Mahasiswa Universitas Jember Suarakan Dukungan Tolak Pembangunan Pabrik Semen di Gunung Kendeng

[vc_row][vc_column][vc_column_text]

Jember, 15 November 2018

Kasus pembangunan Pabrik PT Semen Indonesia di Pegunungan Kendeng, Rembang masih menjadi polemik yang belum menemukan titik temu hingga saat ini. Pembangunan pabrik semen ini dinilai warga sekitar akan mengakibatkan kerusakan pada lingkungan yang nantinya mempengaruhi keseimbangan ekosistem yang terjadi. Berbagai aksi digelar oleh para warga untuk memperjuangkan kelestarian kawasan Pegunungan Kendeng. Salah satu perjuangan mencengangkan yang pernah dilakukan adalah demo di depan Istana Negara Jakarta yang dilakukan oleh warga Kendeng pada Maret 2017 lalu. Dalam demo tersebut, para petani Kendeng mengecor kakinya di seberang Istana Merdeka. Hal tersebut menyita perhatian masyarakat Indonesia termasuk Presiden Jokowi. Presiden Jokowi lantas membentuk Tim Kajian Lingkungan Hidup Strategis (KLHS) agar kegiatan penambangan karst untuk kepentingan pembuatan semen di kawasan tersebut tidak menyebabkan kerusakan lingkungan. Keputusan Jokowi juga berlanjut pada pemberhentian pembangunan pabrik semen di Kendeng hingga penyusunan KLHS selesai dilaksanakan.

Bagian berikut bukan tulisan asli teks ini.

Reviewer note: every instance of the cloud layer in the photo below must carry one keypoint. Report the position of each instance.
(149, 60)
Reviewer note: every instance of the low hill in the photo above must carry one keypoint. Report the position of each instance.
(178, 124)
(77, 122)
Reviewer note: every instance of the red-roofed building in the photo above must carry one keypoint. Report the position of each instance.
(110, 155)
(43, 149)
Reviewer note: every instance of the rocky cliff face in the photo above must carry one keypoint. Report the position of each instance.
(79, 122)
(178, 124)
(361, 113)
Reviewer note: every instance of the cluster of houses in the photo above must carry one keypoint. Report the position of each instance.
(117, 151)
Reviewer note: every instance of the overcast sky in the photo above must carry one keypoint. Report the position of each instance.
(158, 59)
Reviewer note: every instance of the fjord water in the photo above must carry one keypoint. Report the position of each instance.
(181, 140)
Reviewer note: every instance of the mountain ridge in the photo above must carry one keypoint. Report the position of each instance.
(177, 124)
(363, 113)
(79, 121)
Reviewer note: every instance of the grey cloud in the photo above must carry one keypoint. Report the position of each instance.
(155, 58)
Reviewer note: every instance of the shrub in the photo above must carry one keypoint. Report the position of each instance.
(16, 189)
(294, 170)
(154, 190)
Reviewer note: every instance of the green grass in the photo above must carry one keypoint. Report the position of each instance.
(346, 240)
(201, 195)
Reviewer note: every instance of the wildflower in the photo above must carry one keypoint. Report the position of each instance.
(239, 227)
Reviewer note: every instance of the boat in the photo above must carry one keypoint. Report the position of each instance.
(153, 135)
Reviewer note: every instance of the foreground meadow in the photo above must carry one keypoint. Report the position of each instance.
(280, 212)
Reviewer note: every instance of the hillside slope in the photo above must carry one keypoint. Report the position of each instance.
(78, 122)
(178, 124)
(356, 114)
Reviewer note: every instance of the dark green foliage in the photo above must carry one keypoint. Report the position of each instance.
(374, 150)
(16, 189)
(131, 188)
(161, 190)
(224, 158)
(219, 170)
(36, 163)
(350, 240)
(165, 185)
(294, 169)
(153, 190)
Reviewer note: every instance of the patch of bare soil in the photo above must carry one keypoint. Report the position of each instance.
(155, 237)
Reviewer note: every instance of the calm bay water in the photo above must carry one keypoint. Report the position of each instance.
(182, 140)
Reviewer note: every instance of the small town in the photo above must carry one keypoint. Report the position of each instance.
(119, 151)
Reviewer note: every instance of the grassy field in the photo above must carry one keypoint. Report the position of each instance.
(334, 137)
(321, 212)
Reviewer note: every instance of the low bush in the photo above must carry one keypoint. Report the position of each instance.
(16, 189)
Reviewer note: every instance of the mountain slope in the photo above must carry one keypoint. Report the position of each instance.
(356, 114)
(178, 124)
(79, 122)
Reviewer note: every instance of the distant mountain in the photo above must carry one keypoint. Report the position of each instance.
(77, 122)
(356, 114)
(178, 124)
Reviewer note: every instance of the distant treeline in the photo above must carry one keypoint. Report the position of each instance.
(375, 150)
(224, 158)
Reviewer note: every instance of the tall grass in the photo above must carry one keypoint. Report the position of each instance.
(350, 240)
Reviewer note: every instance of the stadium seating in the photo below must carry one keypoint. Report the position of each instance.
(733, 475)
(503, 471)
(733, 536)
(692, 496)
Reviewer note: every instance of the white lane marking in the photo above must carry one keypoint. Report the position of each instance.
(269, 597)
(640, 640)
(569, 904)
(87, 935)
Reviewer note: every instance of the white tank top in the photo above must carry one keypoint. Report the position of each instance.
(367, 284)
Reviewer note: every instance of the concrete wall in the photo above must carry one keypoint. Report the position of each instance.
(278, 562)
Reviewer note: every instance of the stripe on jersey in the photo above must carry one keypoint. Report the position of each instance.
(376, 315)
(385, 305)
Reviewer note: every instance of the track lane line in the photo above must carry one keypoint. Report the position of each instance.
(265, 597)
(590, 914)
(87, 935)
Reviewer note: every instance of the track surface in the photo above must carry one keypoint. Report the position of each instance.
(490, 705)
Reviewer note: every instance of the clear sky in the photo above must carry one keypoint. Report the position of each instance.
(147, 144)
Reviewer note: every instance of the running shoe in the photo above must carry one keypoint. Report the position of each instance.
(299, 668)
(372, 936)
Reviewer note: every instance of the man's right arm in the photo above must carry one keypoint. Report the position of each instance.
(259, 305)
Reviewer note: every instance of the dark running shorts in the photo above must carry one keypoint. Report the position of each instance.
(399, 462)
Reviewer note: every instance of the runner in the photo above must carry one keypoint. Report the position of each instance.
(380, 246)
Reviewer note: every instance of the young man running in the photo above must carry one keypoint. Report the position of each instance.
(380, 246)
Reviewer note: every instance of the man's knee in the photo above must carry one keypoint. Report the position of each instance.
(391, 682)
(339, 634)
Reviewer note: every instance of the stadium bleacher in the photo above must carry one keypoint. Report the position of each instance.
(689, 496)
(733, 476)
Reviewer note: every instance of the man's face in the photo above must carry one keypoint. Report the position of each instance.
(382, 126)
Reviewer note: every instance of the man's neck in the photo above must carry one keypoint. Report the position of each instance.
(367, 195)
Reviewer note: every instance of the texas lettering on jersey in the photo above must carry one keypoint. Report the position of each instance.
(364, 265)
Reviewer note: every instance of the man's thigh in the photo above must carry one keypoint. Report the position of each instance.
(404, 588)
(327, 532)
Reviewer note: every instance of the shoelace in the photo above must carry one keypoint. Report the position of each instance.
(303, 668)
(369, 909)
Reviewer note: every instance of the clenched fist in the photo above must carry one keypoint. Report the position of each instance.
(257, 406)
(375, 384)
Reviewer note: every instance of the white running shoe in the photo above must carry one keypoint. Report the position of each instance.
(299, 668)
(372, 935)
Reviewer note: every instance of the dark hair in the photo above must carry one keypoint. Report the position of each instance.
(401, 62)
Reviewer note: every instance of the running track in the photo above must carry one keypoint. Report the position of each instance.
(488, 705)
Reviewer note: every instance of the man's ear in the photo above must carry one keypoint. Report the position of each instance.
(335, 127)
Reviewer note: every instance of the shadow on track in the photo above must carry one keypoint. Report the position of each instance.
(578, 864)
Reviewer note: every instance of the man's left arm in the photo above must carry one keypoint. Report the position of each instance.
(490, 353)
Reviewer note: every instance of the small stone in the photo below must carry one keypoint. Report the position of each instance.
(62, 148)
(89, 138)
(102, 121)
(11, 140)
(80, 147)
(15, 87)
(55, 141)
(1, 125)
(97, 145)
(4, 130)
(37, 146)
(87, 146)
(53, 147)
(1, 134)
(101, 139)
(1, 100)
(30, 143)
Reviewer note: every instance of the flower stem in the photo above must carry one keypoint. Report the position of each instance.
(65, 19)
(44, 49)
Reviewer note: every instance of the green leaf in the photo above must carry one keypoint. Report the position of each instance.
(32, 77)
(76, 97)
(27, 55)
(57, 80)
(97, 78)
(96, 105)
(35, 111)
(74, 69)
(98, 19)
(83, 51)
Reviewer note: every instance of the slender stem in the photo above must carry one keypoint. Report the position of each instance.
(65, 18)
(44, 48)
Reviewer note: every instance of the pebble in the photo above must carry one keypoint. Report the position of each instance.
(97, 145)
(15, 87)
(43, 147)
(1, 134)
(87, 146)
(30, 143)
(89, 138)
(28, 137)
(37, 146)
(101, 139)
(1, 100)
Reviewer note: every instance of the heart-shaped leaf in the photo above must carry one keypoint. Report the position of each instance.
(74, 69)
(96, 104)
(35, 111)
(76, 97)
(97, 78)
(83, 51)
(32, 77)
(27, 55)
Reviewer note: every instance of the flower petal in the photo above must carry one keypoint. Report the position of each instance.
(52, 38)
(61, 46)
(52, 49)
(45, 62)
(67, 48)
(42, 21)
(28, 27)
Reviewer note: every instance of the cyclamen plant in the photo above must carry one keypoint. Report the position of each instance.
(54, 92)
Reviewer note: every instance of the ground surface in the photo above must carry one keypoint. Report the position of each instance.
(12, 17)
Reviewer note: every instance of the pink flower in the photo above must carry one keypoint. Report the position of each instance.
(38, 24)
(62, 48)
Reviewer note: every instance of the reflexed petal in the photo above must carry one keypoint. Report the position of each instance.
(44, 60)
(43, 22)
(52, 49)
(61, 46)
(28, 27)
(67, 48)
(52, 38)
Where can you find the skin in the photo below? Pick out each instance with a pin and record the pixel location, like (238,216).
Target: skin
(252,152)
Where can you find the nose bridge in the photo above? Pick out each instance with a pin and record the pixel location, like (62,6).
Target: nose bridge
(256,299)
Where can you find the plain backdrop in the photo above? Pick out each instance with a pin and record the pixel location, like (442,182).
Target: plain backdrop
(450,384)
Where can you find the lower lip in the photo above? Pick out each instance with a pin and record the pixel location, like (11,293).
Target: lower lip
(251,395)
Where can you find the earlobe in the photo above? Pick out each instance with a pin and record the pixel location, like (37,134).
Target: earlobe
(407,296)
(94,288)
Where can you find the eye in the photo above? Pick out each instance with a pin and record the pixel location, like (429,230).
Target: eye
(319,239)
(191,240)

Universitas Jember melalui Centre for Human Rights, Migration and Multiculturalism (CHRM2 UNEJ) memberikan dukungannya terhadap masyarakat Rembang dengan menyelenggarakan Kuliah Bersama Rakyat dengan tema “Negara Hukum, Kemanusiaan, dan Ekologi” pada Kamis (15/11) bertempat di Ruang 1/2, Fak. Hukum Universitas Jember. Kuliah tersebut mendatangkan beberapa narasumber, diantaranya  Gunretno (Koordinator Jaringan Masyarakat Peduli Pegunungan Kendengan – JMPPK) dan Yateno (Ketua Paguyuban Petani Jawa Timur, Banyuwangi). Al-Khanif, Ketua CHRM2 Universitas Jember menyampaikan latar belakang mengadakan kuliah kali ini.

“Kuliah kali ini kami adakan agar dapat memberikan wawasan dan perspektif yang berbeda kepada mahasiswa kami, sehingga para mahasiswa dapat mengetahui secara langsung bagaimana duduk permasalahan yang ada dari para narasumber,” tutur Al-Khanif.

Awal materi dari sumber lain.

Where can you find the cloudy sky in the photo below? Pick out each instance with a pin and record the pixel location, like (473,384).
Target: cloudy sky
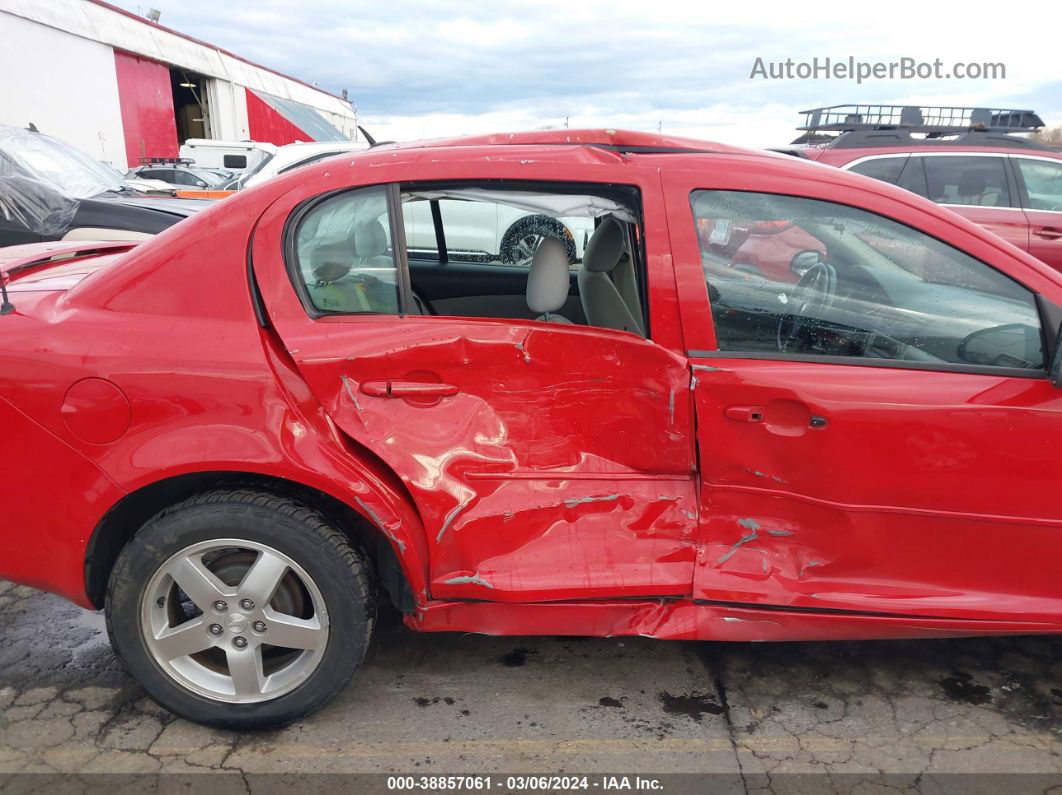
(441,67)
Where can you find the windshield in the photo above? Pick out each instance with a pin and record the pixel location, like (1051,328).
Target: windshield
(72,173)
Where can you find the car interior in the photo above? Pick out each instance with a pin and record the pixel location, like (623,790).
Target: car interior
(564,256)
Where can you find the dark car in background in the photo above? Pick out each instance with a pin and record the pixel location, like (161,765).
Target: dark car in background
(976,161)
(52,191)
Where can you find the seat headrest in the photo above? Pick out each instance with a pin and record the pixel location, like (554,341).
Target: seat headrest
(370,240)
(549,277)
(605,246)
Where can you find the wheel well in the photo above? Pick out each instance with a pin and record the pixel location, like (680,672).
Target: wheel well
(129,515)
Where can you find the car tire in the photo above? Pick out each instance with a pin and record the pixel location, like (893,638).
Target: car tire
(520,239)
(323,592)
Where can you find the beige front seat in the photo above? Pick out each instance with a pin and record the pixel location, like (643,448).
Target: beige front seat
(549,280)
(602,303)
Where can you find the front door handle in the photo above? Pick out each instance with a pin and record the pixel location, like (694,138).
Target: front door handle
(420,389)
(407,389)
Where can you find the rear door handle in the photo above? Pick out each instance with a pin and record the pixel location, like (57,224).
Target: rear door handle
(407,389)
(744,413)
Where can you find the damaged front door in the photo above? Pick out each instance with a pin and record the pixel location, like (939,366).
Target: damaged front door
(876,431)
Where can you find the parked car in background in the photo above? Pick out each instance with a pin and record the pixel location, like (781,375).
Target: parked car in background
(52,191)
(973,160)
(180,174)
(267,418)
(234,156)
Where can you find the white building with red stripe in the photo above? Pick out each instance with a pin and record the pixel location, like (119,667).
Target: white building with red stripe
(123,88)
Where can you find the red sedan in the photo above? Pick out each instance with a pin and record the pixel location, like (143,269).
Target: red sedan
(234,436)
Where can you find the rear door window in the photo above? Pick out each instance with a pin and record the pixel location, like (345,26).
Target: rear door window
(1043,183)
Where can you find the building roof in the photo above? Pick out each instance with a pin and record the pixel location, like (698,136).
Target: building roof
(230,54)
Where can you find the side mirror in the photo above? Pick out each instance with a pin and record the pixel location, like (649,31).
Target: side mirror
(804,261)
(1055,370)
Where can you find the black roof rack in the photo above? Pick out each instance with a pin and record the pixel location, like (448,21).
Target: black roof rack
(867,138)
(938,119)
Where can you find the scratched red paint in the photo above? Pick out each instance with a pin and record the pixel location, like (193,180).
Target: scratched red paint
(576,480)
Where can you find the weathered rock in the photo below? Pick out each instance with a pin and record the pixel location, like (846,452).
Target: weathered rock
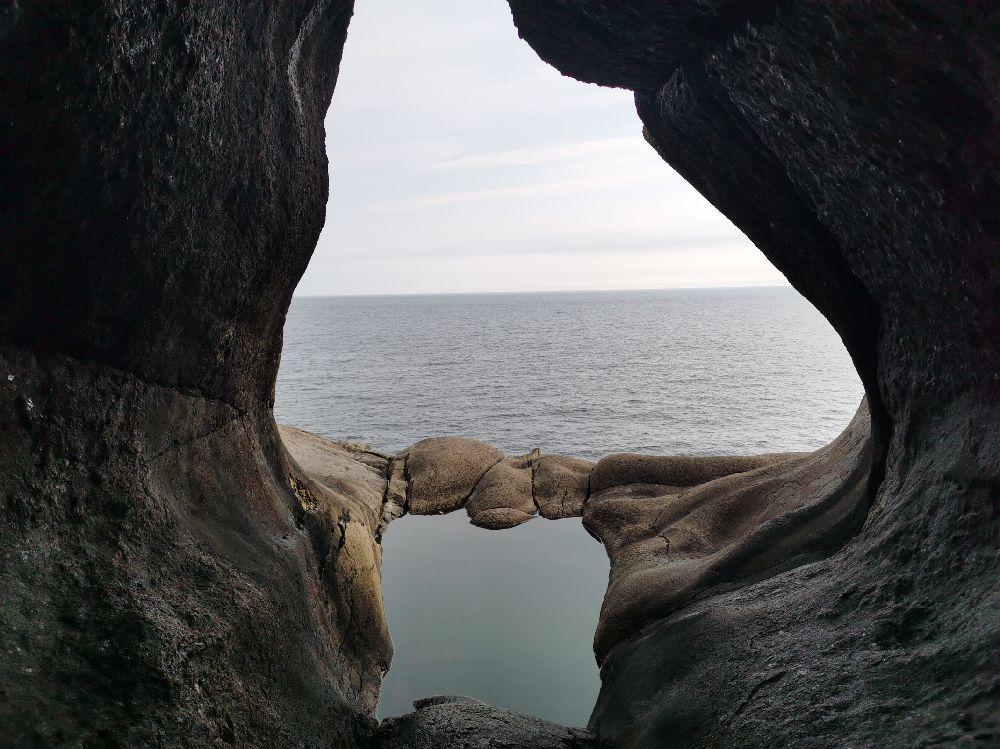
(669,545)
(856,145)
(462,722)
(395,504)
(560,486)
(354,473)
(167,576)
(170,577)
(502,497)
(443,471)
(674,471)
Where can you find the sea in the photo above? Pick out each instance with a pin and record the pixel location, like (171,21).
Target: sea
(508,616)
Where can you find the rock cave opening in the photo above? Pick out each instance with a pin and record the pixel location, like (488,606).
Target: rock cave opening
(508,618)
(179,570)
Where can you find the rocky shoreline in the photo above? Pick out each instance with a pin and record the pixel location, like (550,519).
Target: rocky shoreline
(170,576)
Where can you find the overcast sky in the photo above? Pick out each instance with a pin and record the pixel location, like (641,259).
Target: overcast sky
(461,162)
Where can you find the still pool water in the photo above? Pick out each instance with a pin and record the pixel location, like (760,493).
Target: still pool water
(507,617)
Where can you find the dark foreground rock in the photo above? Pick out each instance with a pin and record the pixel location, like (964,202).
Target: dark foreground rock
(462,723)
(858,145)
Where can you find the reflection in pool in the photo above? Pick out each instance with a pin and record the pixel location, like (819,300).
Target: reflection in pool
(506,617)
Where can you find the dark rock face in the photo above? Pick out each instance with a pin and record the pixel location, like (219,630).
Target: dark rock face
(460,722)
(858,145)
(168,576)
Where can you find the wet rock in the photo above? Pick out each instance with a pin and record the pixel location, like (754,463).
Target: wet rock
(502,498)
(443,471)
(674,471)
(670,545)
(462,723)
(395,494)
(560,486)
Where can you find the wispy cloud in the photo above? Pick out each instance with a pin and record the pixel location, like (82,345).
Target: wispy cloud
(542,155)
(561,187)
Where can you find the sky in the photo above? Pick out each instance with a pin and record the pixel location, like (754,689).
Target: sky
(460,162)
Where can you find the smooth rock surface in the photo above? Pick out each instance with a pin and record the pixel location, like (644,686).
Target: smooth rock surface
(502,497)
(462,723)
(673,544)
(560,486)
(677,471)
(856,145)
(442,472)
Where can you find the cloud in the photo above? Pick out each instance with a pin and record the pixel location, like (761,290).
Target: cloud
(541,155)
(461,162)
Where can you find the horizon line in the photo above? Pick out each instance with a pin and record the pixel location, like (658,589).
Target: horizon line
(538,291)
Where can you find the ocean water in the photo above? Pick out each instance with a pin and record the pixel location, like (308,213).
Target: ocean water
(508,616)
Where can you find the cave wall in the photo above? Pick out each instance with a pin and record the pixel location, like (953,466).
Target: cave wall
(857,144)
(169,576)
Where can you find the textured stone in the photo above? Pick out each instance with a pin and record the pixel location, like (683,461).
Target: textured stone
(674,471)
(443,471)
(502,497)
(856,145)
(670,545)
(171,577)
(462,723)
(560,486)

Dalam kuliah yang diberikan, kedua narasumber menceritakan bagaimana kebijakan pemerintah untuk berbagai konflik agraria yang ada saat ini masih belum dapat melindungi kepentingan rakyat termasuk menjaga kelestarian lingkungan. Gunretno menyampaikan, pentingnya pemahaman mengenai fungsi suatu kawasan perlu disebarluaskan dan disosialisasikan kepada masyarakat, dalam bahasan kali ini adalah fungsi kawasan karst di Pegunungan Kendeng. Karst yang selama ini dianggap panas dan gersang ternyata memiliki banyak fungsi yang sangat bermanfaat bagi kelestarian lingkungan.

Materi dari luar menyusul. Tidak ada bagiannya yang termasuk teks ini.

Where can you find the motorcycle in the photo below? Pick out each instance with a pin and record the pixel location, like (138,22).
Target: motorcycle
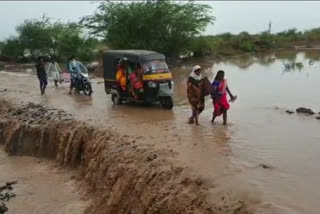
(83,83)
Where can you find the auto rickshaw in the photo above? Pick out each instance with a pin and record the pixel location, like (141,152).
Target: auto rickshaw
(156,78)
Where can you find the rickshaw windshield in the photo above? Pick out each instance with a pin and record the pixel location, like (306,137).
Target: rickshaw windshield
(155,66)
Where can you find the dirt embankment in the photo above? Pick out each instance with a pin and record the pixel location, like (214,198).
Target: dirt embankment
(125,176)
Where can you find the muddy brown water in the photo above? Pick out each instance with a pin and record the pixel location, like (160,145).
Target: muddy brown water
(41,187)
(265,155)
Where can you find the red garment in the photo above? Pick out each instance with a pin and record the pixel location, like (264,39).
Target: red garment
(137,84)
(220,102)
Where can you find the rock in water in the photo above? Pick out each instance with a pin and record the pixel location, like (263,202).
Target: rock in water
(304,110)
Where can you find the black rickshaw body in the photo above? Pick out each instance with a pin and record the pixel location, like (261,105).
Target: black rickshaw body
(156,76)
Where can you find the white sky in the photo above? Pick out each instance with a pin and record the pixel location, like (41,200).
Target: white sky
(231,16)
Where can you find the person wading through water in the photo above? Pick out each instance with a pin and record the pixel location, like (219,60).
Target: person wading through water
(42,75)
(195,98)
(55,71)
(219,96)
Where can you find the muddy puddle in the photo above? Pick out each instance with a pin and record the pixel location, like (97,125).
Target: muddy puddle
(264,155)
(41,187)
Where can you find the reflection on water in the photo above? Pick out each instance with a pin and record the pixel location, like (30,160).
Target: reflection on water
(262,133)
(259,130)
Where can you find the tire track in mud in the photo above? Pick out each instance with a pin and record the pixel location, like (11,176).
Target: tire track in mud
(123,175)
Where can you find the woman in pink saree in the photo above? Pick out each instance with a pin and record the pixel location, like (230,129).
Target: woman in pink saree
(219,97)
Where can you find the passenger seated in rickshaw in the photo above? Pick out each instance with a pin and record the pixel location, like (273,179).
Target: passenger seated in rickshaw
(121,76)
(136,81)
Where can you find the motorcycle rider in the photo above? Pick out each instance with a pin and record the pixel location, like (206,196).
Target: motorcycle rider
(75,67)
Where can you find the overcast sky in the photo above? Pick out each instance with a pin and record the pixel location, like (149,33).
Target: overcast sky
(231,16)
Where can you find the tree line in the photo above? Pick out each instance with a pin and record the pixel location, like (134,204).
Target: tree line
(170,27)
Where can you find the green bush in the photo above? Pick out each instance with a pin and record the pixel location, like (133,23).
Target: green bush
(165,26)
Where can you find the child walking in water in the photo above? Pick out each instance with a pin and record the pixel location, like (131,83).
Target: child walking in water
(219,97)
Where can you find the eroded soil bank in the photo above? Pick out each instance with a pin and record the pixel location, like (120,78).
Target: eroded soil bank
(123,175)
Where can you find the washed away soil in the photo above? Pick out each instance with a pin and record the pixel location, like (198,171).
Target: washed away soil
(123,175)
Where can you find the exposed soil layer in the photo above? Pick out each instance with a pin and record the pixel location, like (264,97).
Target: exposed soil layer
(125,176)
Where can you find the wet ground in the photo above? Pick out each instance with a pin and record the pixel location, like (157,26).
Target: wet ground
(41,187)
(264,154)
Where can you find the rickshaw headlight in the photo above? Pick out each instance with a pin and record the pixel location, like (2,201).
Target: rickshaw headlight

“Masyarakat termasuk para pemangku kepentingan perlu mengetahui fungsi kawasan karst agar mereka menjadi cinta terhadap kelestarian lingkungan. Karst yang selama ini dianggap hanya gundukan batu panas dan gersang justru memiliki fungsi sebagai penyimpan cadangan air ketika musim hujan. Dimana satu kubiknya dapat menyimpan cadangan air sebanyak 200 liter,” papar Gunretno.

Lebih lanjut, Gunretno menyampaikan keluh kesahnya mengenai proses pembangunan pabrik semen yang masih kontroversial hingga detik ini.

“Berbagai aksi terus kita perjuangkan demi menjaga kelestarian kawasan Pegunungan Kendeng, hingga akhirnya muncul KLHS dari presiden. Namun kajian tersebut nyatanya masih belum dapat terealisasi dengan baik di lapang. Seharusnya tetap ada pengawalan di lapang agar keputusan presiden tersebut dapat berjalan dengan baik,” papar Gunretno.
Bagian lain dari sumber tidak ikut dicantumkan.